Colpa, secondo il sindacato Unions Agrarias, dei "bassi prezzi del latte (32-33 centesimi al litro, rispetto ai 36-37 di media nell'Ue)", nonostante il costo della razione alimentare sia diminuito.
Anche in Germania il prezzo sta scivolando verso il basso. Lo ha confermato, a inizio di gennaio, Ingo Mueller, l'amministratore delegato di Dmk, la più importante cooperativa lattiero casearia tedesca e una delle prime in Europa per latte lavorato. "Il prezzo alla stalla di 40 centesimi al chilo che abbiamo pagato da ottobre a dicembre rappresenta anche per noi una cifra ragionevole. Al tempo stesso il rafforzamento dell'euro rende difficili le esportazioni, per questo a dicembre le latterie hanno iniziato ad abbassare il prezzo del latte alla stalla", ha anticipato Mueller al quotidiano economico Die Welt.
"Anche noi ci siamo dovuti adeguare alla situazione del mercato - si è difeso Mueller - e così abbiamo ridotto il prezzo a 35 centesimi. Gli allevatori dovranno fare nuovamente i conti con un abbassamento dei prezzi del latte".
Friesland Campina, prima cooperativa d'Olanda e fra le più importanti su scala mondiale, ha annunciato un prezzo di ritiro del latte a 37,5 centesimi per chilogrammo per gennaio. Non è ancora stato segnalato il prezzo garantito di febbraio, ma una eventuale diminuzione non sarebbe così sorprendente, anche se la produzione dei Paesi Bassi nel periodo gennaio-novembre 2017 è stata dello 0,3% inferiore rispetto allo stesso periodo del 2016. Complice la direttiva fosfati, che è stata applicata a livello nazionale e che impone agli allevatori di alleggerire il carico di bestiame. In ogni caso, a settembre, ottobre e novembre le consegne sono cresciute su base tendenziale, a conferma che i principali paesi produttori di latte d'Europa stanno pigiando sull'acceleratore.
Un atteggiamento forse naturale, quando i prezzi sono positivi (si cerca di produrre di più, per guadagnare), ma che innesca una spirale che piega verso l'avvitamento ribassista dei prezzi alla stalla. E così, appunto, sembra essere.

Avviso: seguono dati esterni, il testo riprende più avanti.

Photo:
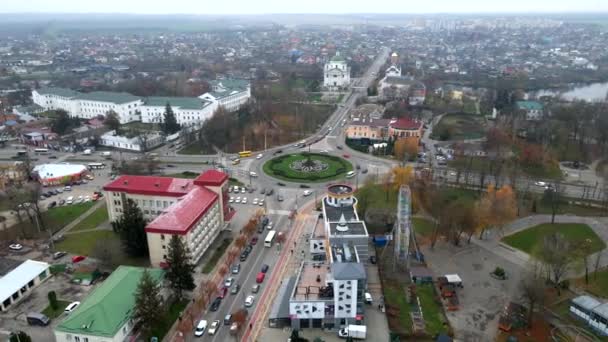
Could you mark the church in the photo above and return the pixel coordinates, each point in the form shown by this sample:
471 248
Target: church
336 74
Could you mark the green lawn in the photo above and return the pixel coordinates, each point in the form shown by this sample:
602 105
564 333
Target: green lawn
50 313
279 167
217 254
598 283
431 310
54 219
170 317
99 216
527 240
422 226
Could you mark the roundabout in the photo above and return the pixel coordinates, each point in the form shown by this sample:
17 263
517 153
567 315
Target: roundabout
307 167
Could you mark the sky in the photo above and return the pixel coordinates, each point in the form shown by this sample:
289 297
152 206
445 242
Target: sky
301 6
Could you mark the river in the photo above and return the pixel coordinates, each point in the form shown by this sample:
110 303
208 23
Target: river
594 92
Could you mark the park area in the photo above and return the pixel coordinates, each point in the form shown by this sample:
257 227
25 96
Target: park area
459 127
529 240
307 167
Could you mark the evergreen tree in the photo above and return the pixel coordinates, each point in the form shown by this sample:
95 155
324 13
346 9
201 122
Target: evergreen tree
148 304
130 227
170 124
180 269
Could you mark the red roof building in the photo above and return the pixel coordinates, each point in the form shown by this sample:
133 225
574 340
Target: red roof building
195 210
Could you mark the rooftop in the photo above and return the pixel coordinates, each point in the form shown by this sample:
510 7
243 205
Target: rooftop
109 306
182 215
20 276
150 185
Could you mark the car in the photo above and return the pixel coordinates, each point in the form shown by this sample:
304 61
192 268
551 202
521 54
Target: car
59 255
15 247
71 307
249 301
215 325
216 304
200 328
228 282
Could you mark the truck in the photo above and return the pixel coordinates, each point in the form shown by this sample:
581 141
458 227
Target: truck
355 331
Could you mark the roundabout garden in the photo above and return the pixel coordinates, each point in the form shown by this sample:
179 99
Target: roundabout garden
307 167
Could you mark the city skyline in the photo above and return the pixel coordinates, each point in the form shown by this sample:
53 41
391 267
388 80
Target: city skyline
312 7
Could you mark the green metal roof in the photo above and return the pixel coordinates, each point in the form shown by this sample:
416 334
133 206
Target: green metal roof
529 105
107 96
181 102
57 91
109 306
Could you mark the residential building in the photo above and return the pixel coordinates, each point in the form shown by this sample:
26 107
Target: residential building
230 94
533 109
195 210
189 111
107 312
89 105
133 143
19 282
336 74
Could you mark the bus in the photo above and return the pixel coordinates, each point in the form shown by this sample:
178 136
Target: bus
95 166
269 238
244 154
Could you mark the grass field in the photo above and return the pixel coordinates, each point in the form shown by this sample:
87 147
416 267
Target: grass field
280 168
99 216
50 313
577 233
216 256
458 127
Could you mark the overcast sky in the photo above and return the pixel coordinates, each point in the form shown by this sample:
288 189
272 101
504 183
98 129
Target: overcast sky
301 6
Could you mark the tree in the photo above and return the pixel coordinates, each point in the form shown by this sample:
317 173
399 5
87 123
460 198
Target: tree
170 124
131 228
180 271
20 337
148 304
53 300
111 121
533 290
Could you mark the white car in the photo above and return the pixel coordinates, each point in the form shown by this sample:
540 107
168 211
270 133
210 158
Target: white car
215 325
71 307
15 247
200 328
249 301
228 282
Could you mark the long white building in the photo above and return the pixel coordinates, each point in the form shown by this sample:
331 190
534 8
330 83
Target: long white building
189 111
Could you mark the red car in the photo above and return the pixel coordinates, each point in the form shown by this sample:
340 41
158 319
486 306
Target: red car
77 258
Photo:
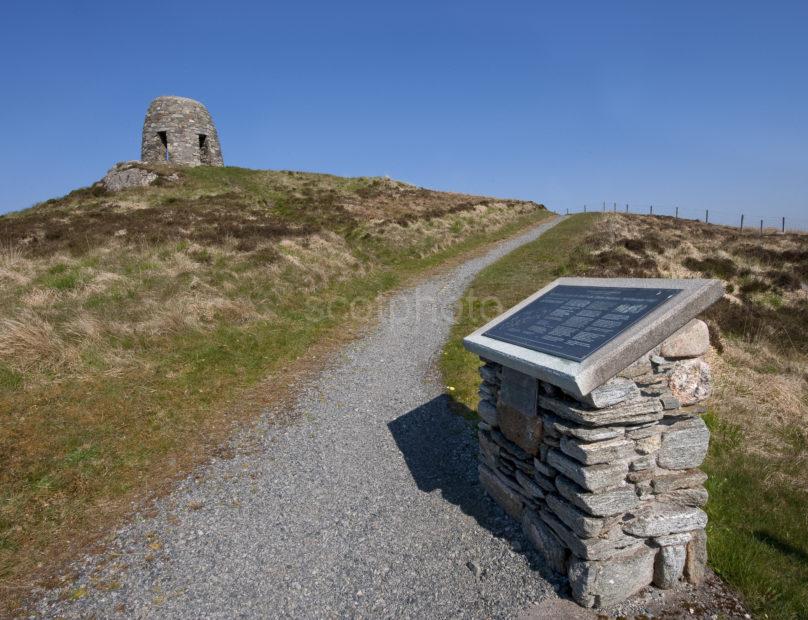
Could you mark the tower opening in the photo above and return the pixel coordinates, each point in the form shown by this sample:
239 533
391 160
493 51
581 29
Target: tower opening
204 150
163 135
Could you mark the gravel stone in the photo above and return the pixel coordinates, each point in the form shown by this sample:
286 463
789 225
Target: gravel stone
366 503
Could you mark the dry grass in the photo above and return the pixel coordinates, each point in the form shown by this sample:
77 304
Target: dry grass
129 321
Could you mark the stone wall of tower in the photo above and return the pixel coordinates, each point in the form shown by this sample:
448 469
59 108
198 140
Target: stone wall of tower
178 130
608 487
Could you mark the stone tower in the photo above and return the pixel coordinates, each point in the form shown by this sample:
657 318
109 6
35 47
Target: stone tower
180 131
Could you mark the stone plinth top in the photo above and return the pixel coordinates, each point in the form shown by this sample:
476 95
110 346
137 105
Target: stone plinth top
555 338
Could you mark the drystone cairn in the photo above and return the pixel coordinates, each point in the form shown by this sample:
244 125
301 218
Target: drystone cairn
178 130
607 488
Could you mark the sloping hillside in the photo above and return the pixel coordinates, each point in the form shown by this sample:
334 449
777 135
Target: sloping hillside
758 460
129 321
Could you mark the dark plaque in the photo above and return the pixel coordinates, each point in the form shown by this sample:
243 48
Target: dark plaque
575 321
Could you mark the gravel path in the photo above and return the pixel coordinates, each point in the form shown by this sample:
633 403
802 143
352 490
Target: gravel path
368 505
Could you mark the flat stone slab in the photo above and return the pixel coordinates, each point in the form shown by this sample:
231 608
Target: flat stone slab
662 519
581 378
640 410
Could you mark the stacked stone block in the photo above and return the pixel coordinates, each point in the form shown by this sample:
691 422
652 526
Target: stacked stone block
607 487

La domanda, brutale, che serpeggia fra gli allevatori, è la seguente: è di nuovo crisi? La risposta, evasiva quanto basta, per ora potrebbe essere: "dipende". I segnali di una sovrapproduzione ci sono tutti, le prospettive per il primo semestre 2018 - secondo gli analisti di Clal.it, portale di riferimento per il comparto - dovrebbero essere di assestamento dei prezzi (quindi senza particolari preoccupazioni), per poi evidenziare una ripresa nella seconda metà dell'anno. Tutto questo, però, a patto che non si ecceda con le produzioni.
Intanto, il presidente di Copagri Lombardia, Roberto Cavaliere, ha chiesto la convocazione di un tavolo in Lombardia - prima regione italiana per produzione di latte - per adottare soluzioni preventive.
Anche in Italia la filiera deve fare i conti con un incremento delle consegne di latte, cresciute mediamente del 3,3% fra gennaio e novembre 2017, su base tendenziale, con una punta del 5,7% in ottobre. Ma se questa è la media nazionale, in Lombardia l'aumento è stato più significativo. Tanto che la media dei primi dieci mesi del 2017 nelle province di Brescia, Cremona e Mantova ha registrato un aumento rispettivamente del +4,63%, +4,68% e +4,11%.
I riflessi sul prezzo non sono mancati. Le Borse merci di Lodi e Verona hanno quotato, nella seduta del 22 gennaio scorso, il latte spot rispettivamente 35,50 euro/100 kg e di 35,75 euro/100 kg con un decremento dell'1,39% e dello 0,69% sulla rilevazione della settimana precedente e del 5,96% e del 5,92% sullo stesso periodo del 2017.
Basteranno le esportazioni dei prodotti lattiero caseari a frenare la caduta dei prezzi? Fra gennaio e ottobre 2017 le esportazioni italiane sono cresciute del 14% in quantità e del 12,3% in valore (con un boom di latte e panna, che hanno segnato rispettivamente il +42,3% in quantità e il 35,6% in volume).
Trend positivo anche per i formaggi, che nei primi dieci mesi del 2017 hanno messo a segno un +6,6% in volume e un +9,4% in valore.
Numeri che impongono alla filiera italiana di proseguire sulla strada delle Dop casearie, affiancando un percorso di attenzione agli equilibri produttivi e all'export, magari sostenuto da politiche promozionali differenziate in base alle esigenze delle diverse cucine e dei consumatori nel mondo.